Frankenthal Hackerangriffe: Stadt will Mitarbeitern Gefahr bewusst machen

Ein besonders großes Einfallstor für potenziell schädliche Software seien E-Mails, betonen die Fachleute der Verwaltung.
Ein besonders großes Einfallstor für potenziell schädliche Software seien E-Mails, betonen die Fachleute der Verwaltung.

Noch stärker als bisher möchte die Stadtverwaltung ihre Mitarbeiter für Gefahren sensibilisieren, die Behörden und öffentlichen Einrichtungen durch Angriffe von Hackern auf die IT-Systeme drohen.

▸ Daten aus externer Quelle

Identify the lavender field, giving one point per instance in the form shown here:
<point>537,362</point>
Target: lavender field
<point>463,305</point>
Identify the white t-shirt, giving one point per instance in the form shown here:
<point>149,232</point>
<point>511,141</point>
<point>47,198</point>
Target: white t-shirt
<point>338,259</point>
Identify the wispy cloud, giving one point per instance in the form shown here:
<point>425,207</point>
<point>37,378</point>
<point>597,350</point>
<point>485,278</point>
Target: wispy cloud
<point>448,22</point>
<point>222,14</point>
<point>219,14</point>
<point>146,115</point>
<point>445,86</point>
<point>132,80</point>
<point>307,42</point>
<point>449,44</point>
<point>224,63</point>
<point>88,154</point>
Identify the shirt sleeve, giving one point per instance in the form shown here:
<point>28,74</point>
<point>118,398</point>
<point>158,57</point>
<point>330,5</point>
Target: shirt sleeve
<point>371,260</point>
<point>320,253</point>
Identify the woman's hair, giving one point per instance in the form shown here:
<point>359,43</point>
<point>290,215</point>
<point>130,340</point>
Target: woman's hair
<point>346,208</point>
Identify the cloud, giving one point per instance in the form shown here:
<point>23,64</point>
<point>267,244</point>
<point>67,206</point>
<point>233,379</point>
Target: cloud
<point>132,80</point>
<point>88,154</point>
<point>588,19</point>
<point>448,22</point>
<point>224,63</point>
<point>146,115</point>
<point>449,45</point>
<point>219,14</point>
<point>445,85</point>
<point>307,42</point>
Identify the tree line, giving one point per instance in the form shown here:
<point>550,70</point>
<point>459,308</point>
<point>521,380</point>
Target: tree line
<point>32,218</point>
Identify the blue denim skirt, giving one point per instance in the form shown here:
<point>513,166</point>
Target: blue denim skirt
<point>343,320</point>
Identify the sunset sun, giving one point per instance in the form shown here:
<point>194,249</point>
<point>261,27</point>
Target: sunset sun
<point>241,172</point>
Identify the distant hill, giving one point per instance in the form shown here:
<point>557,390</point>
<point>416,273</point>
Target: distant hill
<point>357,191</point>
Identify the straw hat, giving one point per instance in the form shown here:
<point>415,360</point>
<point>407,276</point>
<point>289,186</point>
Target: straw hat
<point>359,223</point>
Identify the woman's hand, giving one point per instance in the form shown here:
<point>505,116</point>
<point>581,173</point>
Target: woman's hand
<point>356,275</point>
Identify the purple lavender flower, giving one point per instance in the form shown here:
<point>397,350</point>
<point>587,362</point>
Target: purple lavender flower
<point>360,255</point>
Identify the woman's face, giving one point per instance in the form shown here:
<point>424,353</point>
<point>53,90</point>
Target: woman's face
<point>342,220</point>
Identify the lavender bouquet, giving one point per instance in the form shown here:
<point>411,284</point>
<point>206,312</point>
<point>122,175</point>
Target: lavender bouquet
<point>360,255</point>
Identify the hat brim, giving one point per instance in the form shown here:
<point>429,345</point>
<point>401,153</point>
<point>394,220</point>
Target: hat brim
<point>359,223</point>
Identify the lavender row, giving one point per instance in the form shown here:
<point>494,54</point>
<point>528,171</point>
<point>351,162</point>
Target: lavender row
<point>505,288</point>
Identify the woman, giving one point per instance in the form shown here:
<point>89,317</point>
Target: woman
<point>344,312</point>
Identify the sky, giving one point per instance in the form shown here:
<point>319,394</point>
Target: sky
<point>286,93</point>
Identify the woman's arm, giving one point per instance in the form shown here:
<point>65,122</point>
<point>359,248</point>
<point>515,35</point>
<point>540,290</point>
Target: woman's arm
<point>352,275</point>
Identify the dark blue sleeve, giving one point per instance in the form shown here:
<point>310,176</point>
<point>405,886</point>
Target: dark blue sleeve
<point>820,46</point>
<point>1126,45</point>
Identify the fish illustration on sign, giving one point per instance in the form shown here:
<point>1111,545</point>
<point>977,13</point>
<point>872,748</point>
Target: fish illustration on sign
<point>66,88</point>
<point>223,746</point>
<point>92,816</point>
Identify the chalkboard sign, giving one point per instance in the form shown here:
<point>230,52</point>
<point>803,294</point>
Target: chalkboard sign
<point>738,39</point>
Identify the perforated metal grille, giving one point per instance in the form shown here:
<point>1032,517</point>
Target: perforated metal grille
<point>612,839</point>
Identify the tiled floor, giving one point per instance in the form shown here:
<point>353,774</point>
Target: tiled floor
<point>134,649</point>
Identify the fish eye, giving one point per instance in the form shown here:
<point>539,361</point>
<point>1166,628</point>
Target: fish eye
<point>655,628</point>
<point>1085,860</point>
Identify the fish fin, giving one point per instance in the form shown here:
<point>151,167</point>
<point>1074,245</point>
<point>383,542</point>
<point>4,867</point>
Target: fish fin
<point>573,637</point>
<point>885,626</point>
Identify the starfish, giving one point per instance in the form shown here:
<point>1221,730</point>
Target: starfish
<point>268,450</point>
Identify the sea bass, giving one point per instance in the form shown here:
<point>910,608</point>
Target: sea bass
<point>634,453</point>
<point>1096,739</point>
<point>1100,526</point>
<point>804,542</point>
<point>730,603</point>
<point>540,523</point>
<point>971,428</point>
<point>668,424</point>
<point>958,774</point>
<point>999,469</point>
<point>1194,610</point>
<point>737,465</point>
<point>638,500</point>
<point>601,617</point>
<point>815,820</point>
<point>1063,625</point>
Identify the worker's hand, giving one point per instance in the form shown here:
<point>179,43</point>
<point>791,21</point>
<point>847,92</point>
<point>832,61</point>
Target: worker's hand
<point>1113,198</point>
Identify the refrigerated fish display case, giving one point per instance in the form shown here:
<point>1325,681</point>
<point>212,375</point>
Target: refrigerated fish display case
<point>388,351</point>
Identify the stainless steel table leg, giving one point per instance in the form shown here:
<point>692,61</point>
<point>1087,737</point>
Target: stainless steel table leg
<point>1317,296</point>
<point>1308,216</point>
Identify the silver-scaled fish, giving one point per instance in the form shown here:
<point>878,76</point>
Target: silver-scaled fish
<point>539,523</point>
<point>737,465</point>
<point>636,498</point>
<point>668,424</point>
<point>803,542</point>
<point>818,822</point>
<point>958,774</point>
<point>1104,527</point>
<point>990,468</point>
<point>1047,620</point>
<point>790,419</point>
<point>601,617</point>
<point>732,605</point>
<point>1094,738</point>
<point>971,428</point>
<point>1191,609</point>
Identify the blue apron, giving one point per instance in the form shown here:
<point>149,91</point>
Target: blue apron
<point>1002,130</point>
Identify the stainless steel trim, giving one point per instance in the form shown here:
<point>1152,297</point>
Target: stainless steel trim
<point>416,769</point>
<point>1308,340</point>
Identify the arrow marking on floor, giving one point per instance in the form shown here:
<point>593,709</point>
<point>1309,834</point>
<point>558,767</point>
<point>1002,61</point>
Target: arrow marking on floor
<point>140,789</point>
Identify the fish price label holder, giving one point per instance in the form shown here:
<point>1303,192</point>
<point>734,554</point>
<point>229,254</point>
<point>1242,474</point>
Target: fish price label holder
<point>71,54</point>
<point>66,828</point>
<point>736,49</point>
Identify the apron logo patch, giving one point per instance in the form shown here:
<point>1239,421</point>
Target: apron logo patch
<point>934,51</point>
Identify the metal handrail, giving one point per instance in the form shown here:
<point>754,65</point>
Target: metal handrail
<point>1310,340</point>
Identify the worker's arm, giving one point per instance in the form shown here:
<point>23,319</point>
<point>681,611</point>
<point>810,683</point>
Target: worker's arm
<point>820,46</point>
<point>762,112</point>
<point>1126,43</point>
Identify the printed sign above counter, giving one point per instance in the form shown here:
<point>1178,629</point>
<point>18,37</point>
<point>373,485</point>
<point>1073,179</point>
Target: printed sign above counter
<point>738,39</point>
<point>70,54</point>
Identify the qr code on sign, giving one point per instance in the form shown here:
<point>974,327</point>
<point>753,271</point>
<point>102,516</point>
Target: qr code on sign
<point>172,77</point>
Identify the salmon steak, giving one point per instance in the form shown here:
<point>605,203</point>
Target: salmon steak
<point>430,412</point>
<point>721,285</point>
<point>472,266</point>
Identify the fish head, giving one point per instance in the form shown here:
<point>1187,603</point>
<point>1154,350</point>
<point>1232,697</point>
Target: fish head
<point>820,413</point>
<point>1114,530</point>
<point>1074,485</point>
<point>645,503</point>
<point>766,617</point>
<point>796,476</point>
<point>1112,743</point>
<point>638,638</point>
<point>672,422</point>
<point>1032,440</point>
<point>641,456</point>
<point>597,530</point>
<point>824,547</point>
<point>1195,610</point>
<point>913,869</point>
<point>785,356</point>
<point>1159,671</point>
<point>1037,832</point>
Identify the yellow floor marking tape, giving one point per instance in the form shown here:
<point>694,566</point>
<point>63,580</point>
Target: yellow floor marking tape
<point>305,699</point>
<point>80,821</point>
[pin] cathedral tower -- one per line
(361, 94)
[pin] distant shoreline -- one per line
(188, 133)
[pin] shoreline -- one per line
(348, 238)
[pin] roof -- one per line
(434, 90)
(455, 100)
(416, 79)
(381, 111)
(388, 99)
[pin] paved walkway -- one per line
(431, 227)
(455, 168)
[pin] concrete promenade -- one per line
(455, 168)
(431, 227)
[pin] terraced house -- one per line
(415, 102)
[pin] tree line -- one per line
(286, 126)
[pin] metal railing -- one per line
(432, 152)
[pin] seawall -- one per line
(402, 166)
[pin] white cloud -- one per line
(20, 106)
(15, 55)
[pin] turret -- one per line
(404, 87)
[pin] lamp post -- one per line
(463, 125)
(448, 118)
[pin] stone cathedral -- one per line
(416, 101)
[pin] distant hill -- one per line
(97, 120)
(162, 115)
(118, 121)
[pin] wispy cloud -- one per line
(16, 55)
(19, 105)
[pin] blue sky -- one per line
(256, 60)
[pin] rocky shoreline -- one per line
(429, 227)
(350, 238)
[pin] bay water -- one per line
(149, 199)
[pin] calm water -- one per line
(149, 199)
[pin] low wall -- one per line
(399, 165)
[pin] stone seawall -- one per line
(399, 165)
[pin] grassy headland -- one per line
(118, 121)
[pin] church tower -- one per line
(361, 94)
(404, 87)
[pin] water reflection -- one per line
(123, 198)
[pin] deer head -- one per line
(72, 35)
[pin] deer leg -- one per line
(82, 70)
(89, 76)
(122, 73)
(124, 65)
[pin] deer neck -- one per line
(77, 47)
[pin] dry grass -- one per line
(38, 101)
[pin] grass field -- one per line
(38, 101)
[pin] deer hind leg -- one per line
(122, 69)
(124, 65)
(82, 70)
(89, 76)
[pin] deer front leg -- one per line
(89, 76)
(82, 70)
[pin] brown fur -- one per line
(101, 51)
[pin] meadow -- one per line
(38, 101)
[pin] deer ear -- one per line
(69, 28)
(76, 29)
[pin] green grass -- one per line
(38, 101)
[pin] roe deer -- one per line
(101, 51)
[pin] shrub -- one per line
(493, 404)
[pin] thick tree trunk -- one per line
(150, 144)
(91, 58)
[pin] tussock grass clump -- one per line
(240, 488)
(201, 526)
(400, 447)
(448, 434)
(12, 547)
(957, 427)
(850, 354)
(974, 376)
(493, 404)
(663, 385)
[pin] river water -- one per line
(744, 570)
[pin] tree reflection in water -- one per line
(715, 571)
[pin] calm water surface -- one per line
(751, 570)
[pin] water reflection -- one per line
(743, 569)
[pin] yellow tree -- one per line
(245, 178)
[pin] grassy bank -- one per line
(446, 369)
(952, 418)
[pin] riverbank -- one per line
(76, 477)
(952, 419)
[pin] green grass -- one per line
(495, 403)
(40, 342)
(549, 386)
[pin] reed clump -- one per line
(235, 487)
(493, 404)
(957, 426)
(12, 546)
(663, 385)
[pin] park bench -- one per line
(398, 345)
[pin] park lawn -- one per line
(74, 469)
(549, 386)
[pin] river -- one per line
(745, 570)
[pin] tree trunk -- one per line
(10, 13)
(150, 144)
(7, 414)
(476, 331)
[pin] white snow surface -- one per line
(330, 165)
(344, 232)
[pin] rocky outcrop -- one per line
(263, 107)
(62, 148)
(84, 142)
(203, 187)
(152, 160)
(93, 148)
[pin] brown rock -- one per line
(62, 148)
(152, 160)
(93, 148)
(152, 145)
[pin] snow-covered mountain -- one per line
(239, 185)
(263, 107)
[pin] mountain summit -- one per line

Für das Sicherheitsmanagement gibt es nicht nur mehr Geld, wie Oberbürgermeister Martin Hebich (CDU) vergangene Woche im Stadtrat erklärt hat, sondern auch eine eigene Stelle. Wie real die Gefährdung auch für die Frankenthaler Stadtverwaltung sei, hätten nicht zuletzt die Angriffe auf die Systeme des Pumpen- und Armaturenherstellers KSB, des Rhein-Pfalz-Kreises und der Industrie- und Handelskammer gezeigt. Er plädiere angesichts der vermehrten Ereignisse dafür, Verwaltung generell zur kritischen Infrastruktur zu erklären, sagte der OB.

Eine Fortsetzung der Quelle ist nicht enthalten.